A top-10 defense has become almost expected from the Heat under Spoelstra, as Miami has finished with a top-10 defensive rating in seven of the last eight seasons. But the Heat has been closer to average in that area than elite so far this season.

“We ain’t making nobody miss, we’re fouling, it’s a lot of bad, not containing the ball, our close outs,” Butler said. “It’s all stuff that we know that we’re not supposed to be doing. It’s everybody. It’s myself, all the way down to line.”

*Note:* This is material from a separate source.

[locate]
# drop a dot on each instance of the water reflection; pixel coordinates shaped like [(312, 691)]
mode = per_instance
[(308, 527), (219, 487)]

Spoelstra added following Saturday’s loss to the Knicks: “Our defense, that’s the biggest takeaway right now that we’re not defending with the Miami Heat level of toughness, physicality, force and discipline to be able to win games while we’re figuring out all the rest of the stuff.”

How concerned is Heat center Bam Adebayo about the team’s defense?

“A lot,” Adebayo said. “Just because it’s all effort. If we don’t show enough effort on the defensive end, games like that are going to keep happening.”

On offense, the Heat continues to have trouble maximizing each of its top three players — Adebayo, Butler and Tyler Herro — on the same night. The Heat is now just 5-10 in the 15 games that Adebayo, Butler and Herro have played together this season.

In Saturday’s loss to the Knicks, Butler finished with a usage rate (an estimate of the percentage of team plays used by a player while on the court) of 28.6 percent to score 28 points on 20 field-goal attempts. That’s the highest usage rate Butler has finished a game with since a Dec. 16 win over the Chicago Bulls.

Meanwhile, Adebayo finished Saturday’s loss with a season-low usage rate of 16.7 percent to score just 12 points on 10 field-goal attempts.

“Every game there’s going to be somebody who’s not fully in rhythm,” Spoelstra said when asked about Adebayo’s quiet offensive performance against the Knicks. “Right now, it’s not about rhythm, it’s not about touches, it’s not about points that guys are getting. At some point, we just have to do what is needed to get the win.

“I’m not even playing that game with our locker room because right now, if I’m just focused on getting everybody happy and getting everybody their touches — the last six games, somebody or multiple guys have been whatever, feel whatever. The offense will go different directions.”

Last season, the Heat overcame an underwhelming regular season to make an improbable run to the NBA Finals as the East’s No. 8 seed before falling to the Denver Nuggets in the championship series.

This season, the Heat is trying to avoid its longest losing skid in more than 15 years with hopes of again finding solutions in time for the playoffs.

“Right now we’re going to rally around each other, rally around our identity,” Spoelstra said. “It’s a tough time right now. If we treat this the right way, this can be a great opportunity for our team to be able to respond to adversity, things that are making us angry. If you respond to it appropriately, you start to correct some things. That’s what we’ll focus on.”

The only players on the Heat’s injury report for Monday’s game against the Suns are Orlando Robinson (G League), RJ Hampton (G League), Cole Swider (G League) and Dru Smith (knee surgery).

The rest of the Heat’s roster is expected to be available.